Why These Unconventional Go To Market Tactics Actually Worked
Strip away the stories and you’re left with a pattern:
- Narrative beat noise. Salesforce and Canva owned the story while their competitors owned the spend. Category creation doesn’t require the biggest budget, it requires the clearest message.
- Trust at the moment of truth. Airbnb’s photos and Intercom’s widget both reduced friction right where buyers made decisions. Fix conversion where it matters most.
- Borrowed distribution. Airbnb used Craigslist. Intercom used customer traffic. Canva used investor networks. Go where the attention already is.
- Founder-led hustle. The early, unscalable work couldn’t be delegated. That’s a feature, not a bug.
- Asymmetric ROI. Precision and courage outperformed large but conventional budgets. Every time.
Your 30-Day Unconventional Go To Market Tactic
Pick one wedge. Go narrow. Move fast.
Week 1: Pick Your Wedge
- Challenge an incumbent narrative. Name the enemy behaviour, not just the company.
- Choose one unscalable value moment for your top 25 accounts (white-glove onboarding, custom dashboards, personal migration help).

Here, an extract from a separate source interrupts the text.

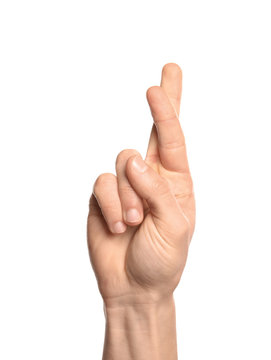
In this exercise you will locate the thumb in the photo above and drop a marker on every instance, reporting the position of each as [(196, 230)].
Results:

- Select one ecosystem to borrow (a marketplace, a partner network, a community).
Week 2: Build Your Assets
- A landing page with a 60-second founder video explaining your POV.
- Account-personalised microsites with a “Verified by Your Team” badge.
- A minimal ecosystem integration with one-click deploy.
Week 3: Orchestrate Your Moment
- Time it to a rival event, product launch, or industry milestone.
- Publish a data-backed POV piece that dramatises your point.
- Get friendly press or analysts briefed in advance.
Week 4: Light Your Loop
- Ship a “Powered By” or “View Playbook” link in one public surface.
- Route clicks to dynamic landings keyed to the referring account.
- Track CTR, trial rate, qualified meetings, and pipeline by account.
What to Actually Measure
- Earned media pickups, direct traffic lift, branded search volume
- Engagement-to-meeting conversion for target accounts that interacted
- Ecosystem-assisted pipeline from your marketplace or community play
- Referral traffic and conversion from your embedded “powered by” loop
Final Thoughts
You don’t need a bigger budget. You need a sharper story. A motion that gets you closer to where value happens. And the courage to do what doesn’t scale, for a bit.
Fix one bottleneck near revenue. Use founder energy to prove it works. Then scale it with programmes, partners, and product.
The companies that win don’t out-spend. They out-position. They show up where the decision happens. They engineer asymmetric distribution.
Stop waiting for permission. Start shipping.